Exterior multiplication with singularities: a Saito's theorem on vector bundles

TL;DR

This paper extends Saito's algebraic theorem to differential geometry, providing conditions under which a section of an exterior power bundle can be expressed as a wedge product sum, considering singularities and regularity.

Contribution

It introduces a geometric version of Saito's theorem, establishing sufficiency conditions involving singularities for expressing sections as wedge products in smooth, analytic, and holomorphic categories.

Findings

Condition involving the depth of the ideal is sufficient for the wedge decomposition.

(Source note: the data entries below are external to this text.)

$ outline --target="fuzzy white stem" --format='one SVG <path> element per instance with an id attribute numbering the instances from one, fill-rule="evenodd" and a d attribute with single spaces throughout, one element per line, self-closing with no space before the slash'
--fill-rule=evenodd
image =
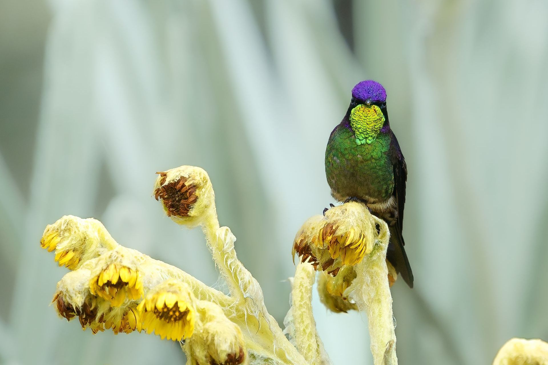
<path id="1" fill-rule="evenodd" d="M 297 350 L 312 365 L 329 365 L 331 361 L 318 336 L 312 310 L 312 287 L 316 271 L 307 262 L 299 264 L 295 270 L 291 291 L 291 310 Z"/>
<path id="2" fill-rule="evenodd" d="M 380 233 L 373 251 L 356 269 L 354 299 L 360 311 L 367 314 L 371 352 L 375 365 L 397 365 L 392 296 L 388 281 L 386 250 L 390 234 L 384 221 L 375 217 Z"/>

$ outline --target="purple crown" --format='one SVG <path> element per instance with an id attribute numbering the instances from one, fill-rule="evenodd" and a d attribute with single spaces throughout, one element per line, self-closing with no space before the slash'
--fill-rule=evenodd
<path id="1" fill-rule="evenodd" d="M 386 101 L 386 90 L 377 82 L 366 80 L 354 86 L 352 96 L 360 100 L 371 99 L 373 102 L 384 103 Z"/>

Results hold in smooth, real analytic, and holomorphic categories.

The theorem applies to bundles over closed subsets of manifolds.

Abstract

Let $E$ be a vector bundle over a suitable differential manifold $M$ and let $\wedge^p E$ denote $p$-exterior product of $E$. Given sections $\omega_1,\dots,\omega_k$ of $E$ and a section $\eta$ of $\wedge^p E$, we consider the problem if $\eta$ can be written in the form $$\eta=\sum \omega_i\wedge\gamma_i,$$ where $\gamma_i$ are sections of $\wedge^{p-1}E$. An obvious necessary condition $\Omega\wedge\eta=0$, where $\Omega=\omega_1\wedge\cdots\wedge\omega_k$, has to be supplemented with a condition that the form $\Omega$ has sufficiently regular singularities at points where $\Omega(x)=0$. Such a local condition is suggested by an algebraic theorem of K. Saito and is given in terms of the depth of the ideal defined by coefficients of $\Omega$. Working in the smooth, real analytic and holomorphic (with $M$ Stein manifold) categories, we show that the condition is sufficient for the above property to hold. Moreover, in the smooth category it is sufficient for existence of a continuous right inverse to the operator defined by $(\gamma_1,\dots,\gamma_k)\mapsto\sum \omega_i\wedge\gamma_i$. All these results are also proven in the case where $E$ is a bundle over a suitable closed subset of $M$.